There are many different versions of the story of Sequoyah and his syllabary, but most point to Sequoyah as the creator of the written Cherokee language. The syllabary is not an alphabet; rather, each symbol stands for a syllable in the Cherokee language. Sequoyah began experimenting with his syllabary around 1809 and introduced it to tribal elders in 1821. Despite a few revisions over the years, the majority of Sequoyah's syllabary is still in use today.

This lesson will model the evolution of the Cherokee language from oral to written. In the first part of the lesson, the teacher tells the story of Sequoyah and his creation of the Cherokee syllabary in an interactive style. In the second part of the lesson, the students recreate the story in written form using "talking leaves."


    Download Lesson Materials (PDF)

  • Sequoyah Narrative
  • Talking Leaves
  • Tape or magnets
  • Modern Cherokee Syllabary (in a display format)
  • Modern Cherokee Syllabary (for extension; one copy for each student)
  • Sequoyah Statue handout (for extension)

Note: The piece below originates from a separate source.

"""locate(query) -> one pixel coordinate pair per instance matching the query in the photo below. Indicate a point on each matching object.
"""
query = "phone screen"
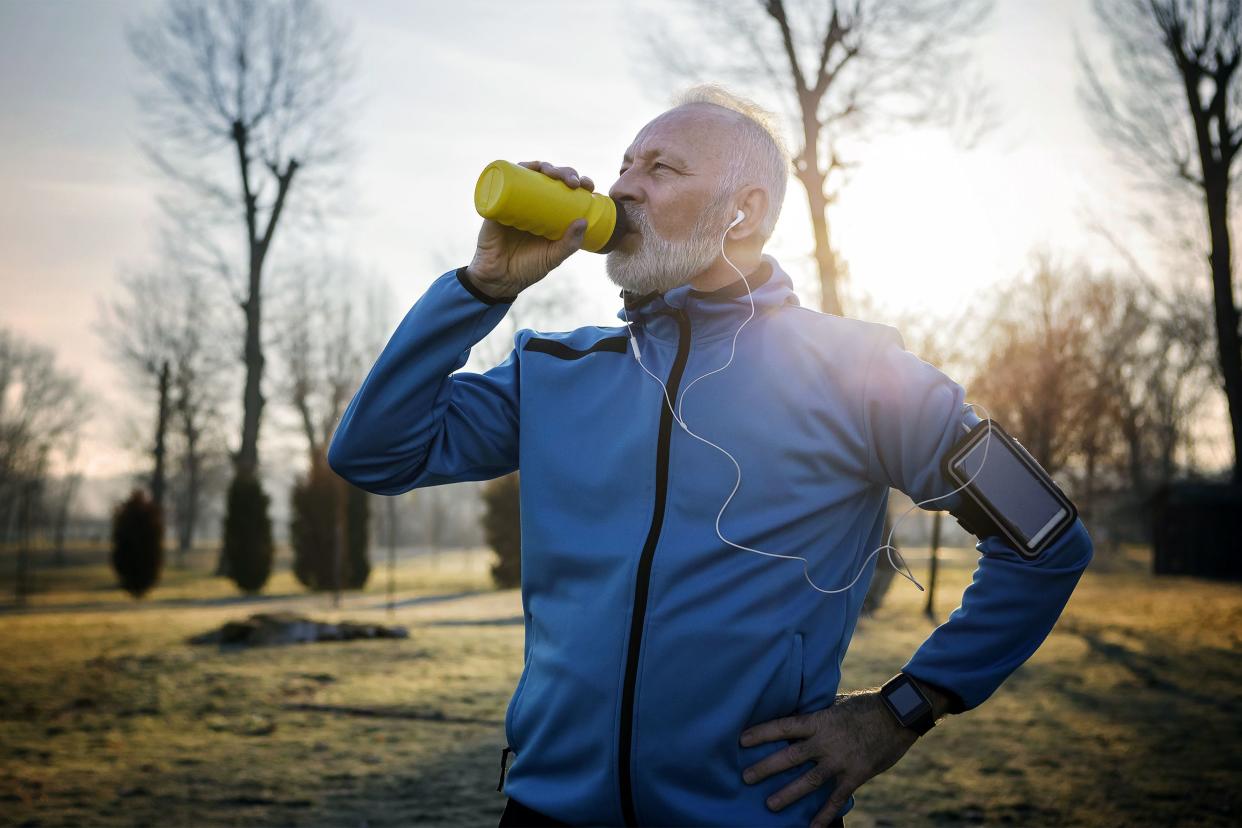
(1011, 488)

  1. Prepare for class by reading the "Sequoyah Narrative," noting the highlighted terms. Before class begins, draw a large outline of a tree on the board.
  2. Introduce the lesson by explaining to students that they will be helping to tell a story using "talking leaves." The story is about an important Cherokee man named Sequoyah.
  3. Give each student a Talking Leaf (depending on the size of the class, some students may be given two). On each leaf is a word that is found in the Sequoyah Narrative. Explain that the leaves are from the yellow poplar tree, the state tree of Sequoyah's home state, Tennessee. (Although the Sequoia redwood in California is named after Sequoyah, he wouldn't have seen any in his lifetime.)
  4. Read the Sequoyah Narrative aloud to the class. When you come to one of the words on the Talking Leaves, the student who has that leaf should place it on the tree using the tape or magnets. Ask the students to place their leaves in sequential order on the tree, starting at the top and working down toward the bottom.
  5. After all of the Talking Leaves have been placed on the tree, call on students to retell the story orally in a collaborative manner using the tree on the board as guidance. For example, students could take turns making up sentences containing one or two words from the Talking Leaves.
  6. Tell students that before the Cherokee had the syllabary, they told all their stories orally and that's how they remembered their history. Point out that the story the class told changed a little in the retelling, an inherent feature of oral storytelling. Sequoyah's syllabary helped stories and histories be written down, which kept not only the stories and history but the Cherokee language alive. Display the Modern Cherokee Syllabary on an overhead projector, computer and projector, or interactive whiteboard.
  7. After the discussion, ask the students to retell the story in written form, referring to the tree for guidance. Allow them sufficient time to write and edit their story.
  8. If time permits, students can share their written stories with the class.

Lesson Extensions

  1. Give students a copy of the Modern Cherokee Syllabary. Show them the symbols that spell Sequoyah and Tsalagi (the Cherokee word for "Cherokee"). Allow students to experiment with their own names by finding the symbols that represent the sounds in their names.
  2. Show students the picture of the statue of Sequoyah that is located in the US Capitol's National Statuary Hall Collection. Ask students to write a brief summary of Sequoyah's accomplishments that could be written on a plaque and placed on the bottom of the statue.